Cursive writing - down with the pencil - off with the grammatical head

A few weeks ago I blogged about the way handwriting evolves to become individual enough for experts to identify.  This morning I heard a news bite which makes my curiosity both pertinent, and obsolete.

Apparently the state of Georgia has decided to remove cursive writing from school curriculums (or is it curricula?) - replacing it with instruction on computer skills.  And so it goes.  From scratching on cave walls, wax tablets with styli, slates and chalk, moveable type, Number Two pencils, pink rubber erasers and paper, and a big leap to tweeting and texting -

As for spelling, and using correct grammar (what at one time was considered a sign of a good education) -
nothing but a downhill road.

I started making a note every time I heard someone on television or the radio saying "him and me went"
"Her and I dined" "me and my mom are ..." - and I soon had a tablet filled with these stumblers.

I will have to find something more earth-shattering to fuss about.

What do these have in common?

Entire loaf of whole wheat bread and wrapper, bar of glycerin soap, plastic comb, bottle of blood pressure medicine, slice of eggplant, pumpkin cheesecake slab, cube of butter, crabmeat crepe, slice of poundcake, rubber stamp, lead pencil, tube of dog toothpaste, numerous sandwich top slices,
rat poison cube, pot holder, velcro hair curler, slice of ham surrounded by the broken bowl it was snatched from, entire seven inch long chicken and liver dog treat sausage roll - three inches wide,  carcass of a baby bird, dead rat. wing-flapping hummingbird ...

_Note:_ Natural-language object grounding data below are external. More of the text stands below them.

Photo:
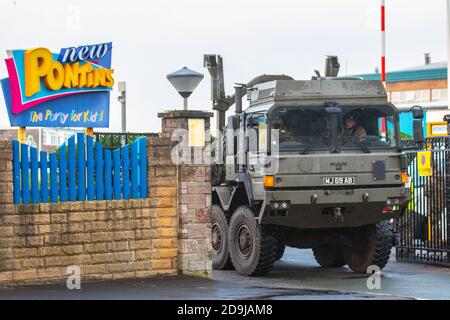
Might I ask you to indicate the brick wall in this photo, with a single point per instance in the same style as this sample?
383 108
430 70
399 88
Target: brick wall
167 233
107 239
194 194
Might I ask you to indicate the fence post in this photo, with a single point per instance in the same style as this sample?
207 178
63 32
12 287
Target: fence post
62 173
16 171
44 176
90 168
25 166
81 168
34 175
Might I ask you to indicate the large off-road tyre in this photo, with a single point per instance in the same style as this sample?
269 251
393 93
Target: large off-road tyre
253 247
372 245
329 256
221 254
281 247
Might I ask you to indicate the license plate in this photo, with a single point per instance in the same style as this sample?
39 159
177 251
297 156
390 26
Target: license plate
338 180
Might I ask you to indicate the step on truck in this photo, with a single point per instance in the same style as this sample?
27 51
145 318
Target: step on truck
309 164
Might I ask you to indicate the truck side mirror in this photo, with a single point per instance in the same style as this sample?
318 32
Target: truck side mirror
253 120
418 132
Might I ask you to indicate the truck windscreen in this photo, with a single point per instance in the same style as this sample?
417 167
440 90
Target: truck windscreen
308 128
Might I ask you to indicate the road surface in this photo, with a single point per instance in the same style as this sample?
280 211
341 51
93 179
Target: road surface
296 276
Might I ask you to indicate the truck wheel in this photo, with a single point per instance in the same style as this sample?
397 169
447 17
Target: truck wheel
219 237
329 256
253 247
281 246
373 246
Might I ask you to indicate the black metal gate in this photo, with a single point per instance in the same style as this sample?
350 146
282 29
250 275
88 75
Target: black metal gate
423 232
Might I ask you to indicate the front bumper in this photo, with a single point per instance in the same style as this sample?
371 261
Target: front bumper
316 208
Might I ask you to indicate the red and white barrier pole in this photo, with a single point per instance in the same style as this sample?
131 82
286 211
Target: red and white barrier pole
448 53
383 44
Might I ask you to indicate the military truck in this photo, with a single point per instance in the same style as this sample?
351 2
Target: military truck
309 164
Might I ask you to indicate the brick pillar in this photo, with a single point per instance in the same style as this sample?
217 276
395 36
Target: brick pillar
162 192
6 174
193 173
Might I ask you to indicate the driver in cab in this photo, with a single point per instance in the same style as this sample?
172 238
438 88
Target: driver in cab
353 129
278 123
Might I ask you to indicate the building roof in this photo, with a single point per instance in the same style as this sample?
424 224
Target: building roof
432 71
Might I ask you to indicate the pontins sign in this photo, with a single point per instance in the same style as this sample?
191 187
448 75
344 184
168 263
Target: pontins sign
69 89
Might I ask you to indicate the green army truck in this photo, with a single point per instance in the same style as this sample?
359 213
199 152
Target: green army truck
309 164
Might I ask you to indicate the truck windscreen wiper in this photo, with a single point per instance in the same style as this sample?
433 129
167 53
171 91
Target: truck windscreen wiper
307 148
363 147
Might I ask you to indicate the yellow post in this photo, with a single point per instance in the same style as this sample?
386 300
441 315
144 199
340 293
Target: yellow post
22 134
90 132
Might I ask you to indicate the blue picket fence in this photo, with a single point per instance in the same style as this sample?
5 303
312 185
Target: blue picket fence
80 170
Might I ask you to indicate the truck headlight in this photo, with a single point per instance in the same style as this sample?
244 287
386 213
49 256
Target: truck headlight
405 178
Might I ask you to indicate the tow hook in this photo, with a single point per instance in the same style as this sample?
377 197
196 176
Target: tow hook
338 216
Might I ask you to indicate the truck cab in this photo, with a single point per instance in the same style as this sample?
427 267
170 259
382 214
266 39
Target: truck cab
309 164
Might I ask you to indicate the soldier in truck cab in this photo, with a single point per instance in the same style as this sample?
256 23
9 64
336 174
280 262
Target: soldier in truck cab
353 129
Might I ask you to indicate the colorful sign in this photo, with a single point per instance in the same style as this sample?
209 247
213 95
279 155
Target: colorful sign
69 89
437 129
424 161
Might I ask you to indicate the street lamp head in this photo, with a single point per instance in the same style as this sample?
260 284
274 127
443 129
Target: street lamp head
185 81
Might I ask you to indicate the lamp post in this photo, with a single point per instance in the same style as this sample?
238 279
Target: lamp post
185 81
448 53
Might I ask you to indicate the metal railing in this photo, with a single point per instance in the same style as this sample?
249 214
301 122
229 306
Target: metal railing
424 230
114 140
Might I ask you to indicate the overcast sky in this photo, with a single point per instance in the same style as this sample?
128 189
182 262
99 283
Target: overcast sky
153 38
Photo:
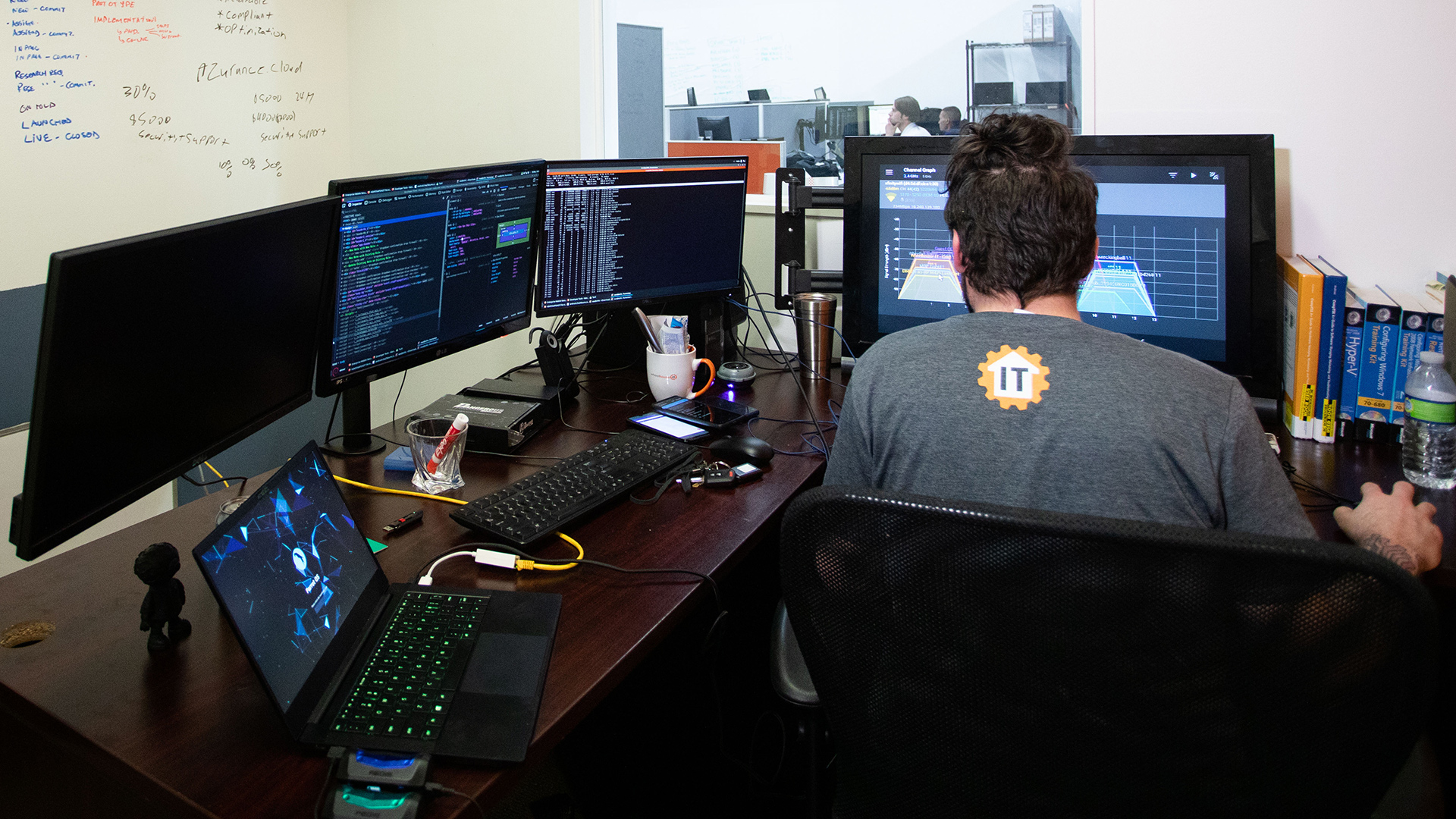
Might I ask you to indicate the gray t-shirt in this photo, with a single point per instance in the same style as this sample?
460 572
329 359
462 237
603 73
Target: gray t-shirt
1111 426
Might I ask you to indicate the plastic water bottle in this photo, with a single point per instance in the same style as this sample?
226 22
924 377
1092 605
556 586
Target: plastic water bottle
1429 441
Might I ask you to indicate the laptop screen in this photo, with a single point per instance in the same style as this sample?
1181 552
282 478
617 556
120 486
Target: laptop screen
289 567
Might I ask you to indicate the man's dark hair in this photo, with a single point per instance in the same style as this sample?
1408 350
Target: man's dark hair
1027 216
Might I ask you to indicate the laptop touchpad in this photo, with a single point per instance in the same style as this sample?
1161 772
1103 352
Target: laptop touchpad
506 664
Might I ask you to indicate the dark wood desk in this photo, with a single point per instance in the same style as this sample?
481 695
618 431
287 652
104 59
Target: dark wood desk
92 725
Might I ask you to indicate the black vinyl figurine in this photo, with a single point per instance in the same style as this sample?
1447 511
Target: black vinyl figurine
156 566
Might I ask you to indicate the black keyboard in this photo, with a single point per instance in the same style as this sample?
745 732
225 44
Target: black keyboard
406 686
573 488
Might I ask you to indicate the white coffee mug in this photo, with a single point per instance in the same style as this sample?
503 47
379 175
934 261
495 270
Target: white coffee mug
672 376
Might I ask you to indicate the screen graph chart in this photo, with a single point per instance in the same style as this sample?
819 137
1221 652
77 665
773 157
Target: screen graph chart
921 261
1159 273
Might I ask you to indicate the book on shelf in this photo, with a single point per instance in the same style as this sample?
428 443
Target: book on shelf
1302 292
1413 341
1350 372
1329 352
1379 359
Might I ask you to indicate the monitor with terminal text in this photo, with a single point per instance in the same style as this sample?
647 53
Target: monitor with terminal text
161 352
1187 243
428 264
629 232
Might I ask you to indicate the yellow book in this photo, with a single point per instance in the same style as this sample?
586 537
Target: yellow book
1304 287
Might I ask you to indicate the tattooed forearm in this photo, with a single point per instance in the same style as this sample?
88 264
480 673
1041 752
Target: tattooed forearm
1397 554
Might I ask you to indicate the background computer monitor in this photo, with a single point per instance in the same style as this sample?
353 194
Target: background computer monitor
717 129
628 232
162 350
428 264
1187 243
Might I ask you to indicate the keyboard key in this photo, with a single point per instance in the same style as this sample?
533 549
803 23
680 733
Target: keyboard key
573 488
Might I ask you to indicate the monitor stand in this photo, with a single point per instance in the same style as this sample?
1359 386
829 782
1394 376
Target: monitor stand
617 341
356 430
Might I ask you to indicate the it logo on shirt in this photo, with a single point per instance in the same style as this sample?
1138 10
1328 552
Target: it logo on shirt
1015 378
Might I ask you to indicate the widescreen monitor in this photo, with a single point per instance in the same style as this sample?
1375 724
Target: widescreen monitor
162 350
717 129
427 264
628 232
1187 243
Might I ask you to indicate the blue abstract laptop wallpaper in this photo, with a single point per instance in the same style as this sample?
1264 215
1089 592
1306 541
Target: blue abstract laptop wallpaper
290 569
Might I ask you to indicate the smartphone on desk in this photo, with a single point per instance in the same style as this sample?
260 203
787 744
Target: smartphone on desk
712 413
664 426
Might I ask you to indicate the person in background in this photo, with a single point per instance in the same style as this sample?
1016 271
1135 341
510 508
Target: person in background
902 118
951 120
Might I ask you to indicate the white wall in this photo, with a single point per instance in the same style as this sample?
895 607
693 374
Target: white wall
1367 171
430 85
459 82
12 452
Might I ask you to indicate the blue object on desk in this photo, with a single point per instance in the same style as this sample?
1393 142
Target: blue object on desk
400 461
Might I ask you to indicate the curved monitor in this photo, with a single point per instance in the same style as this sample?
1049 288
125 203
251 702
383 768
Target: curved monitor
162 350
1187 243
428 264
629 232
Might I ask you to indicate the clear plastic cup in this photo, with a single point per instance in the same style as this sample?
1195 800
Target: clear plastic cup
425 438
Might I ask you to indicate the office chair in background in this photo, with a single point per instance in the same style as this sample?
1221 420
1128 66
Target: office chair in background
984 661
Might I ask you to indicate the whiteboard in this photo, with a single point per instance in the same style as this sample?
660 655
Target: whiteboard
136 115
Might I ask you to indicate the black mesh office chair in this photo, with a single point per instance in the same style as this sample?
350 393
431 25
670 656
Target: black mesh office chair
981 661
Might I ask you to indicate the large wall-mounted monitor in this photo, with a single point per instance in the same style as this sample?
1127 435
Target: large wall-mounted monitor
428 264
628 232
162 350
1187 253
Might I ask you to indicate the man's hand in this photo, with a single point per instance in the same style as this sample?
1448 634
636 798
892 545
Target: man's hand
1391 525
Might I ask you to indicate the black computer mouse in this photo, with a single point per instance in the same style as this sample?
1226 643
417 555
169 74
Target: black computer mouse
743 450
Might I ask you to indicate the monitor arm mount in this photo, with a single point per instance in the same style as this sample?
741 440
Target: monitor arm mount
791 202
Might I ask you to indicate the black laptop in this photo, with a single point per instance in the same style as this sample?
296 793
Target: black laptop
356 662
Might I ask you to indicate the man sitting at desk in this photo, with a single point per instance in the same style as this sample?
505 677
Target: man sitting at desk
1022 404
902 118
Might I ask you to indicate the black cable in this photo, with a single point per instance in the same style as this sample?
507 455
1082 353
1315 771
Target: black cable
328 431
440 789
331 439
712 585
188 479
802 436
516 369
666 482
561 404
394 411
517 457
802 392
1301 483
328 780
843 343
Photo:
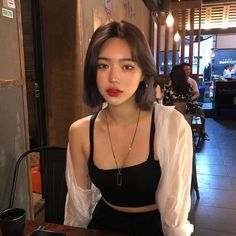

Somewhat gruesome list - maybe some of it is a 'giveaway.'

Over an eight year span - consumed in whole or in part, or captured,  by the doodles - Darby and MaeRose

Monday, January 17, 2011

Saturday morning in Sierra Madre

What a delightful Saturday morning walk in Sierra Madre.  My friend Michelle,
my labradoodles Darby and MaeRose,  and I,  in just the span of four blocks met a couple who live on the grounds of the Huntington Library - and who, among other dogs, own two young Australian labradoodles; a flirtatious Italian-expatriate local property owner, and a cyclist who is the CFO of a neighboring community and former college water polo player.

From the doodles owners, outdoor breakfasting at one of Sierra Madre's landmarks,  we learned about a local breeder of the authentic Australian labradoodle,  and received an open invitation to visit the Huntington and to join them at the next doodle romp.

From the flirty Italian we received an invitation to ride on his exotic two-front-wheel Vespa.

From the former water poloist we learned that the best way to float in water with no fear of drowning is to 'play dead' - leaning forward like a floating body.

Michelle works seriously toward becoming an accomplished swimmer.  I work seriously at overcoming fear of sinking in deep water.

We both love the Huntington.

I love my dogs.  I have never ridden on a motor scooter.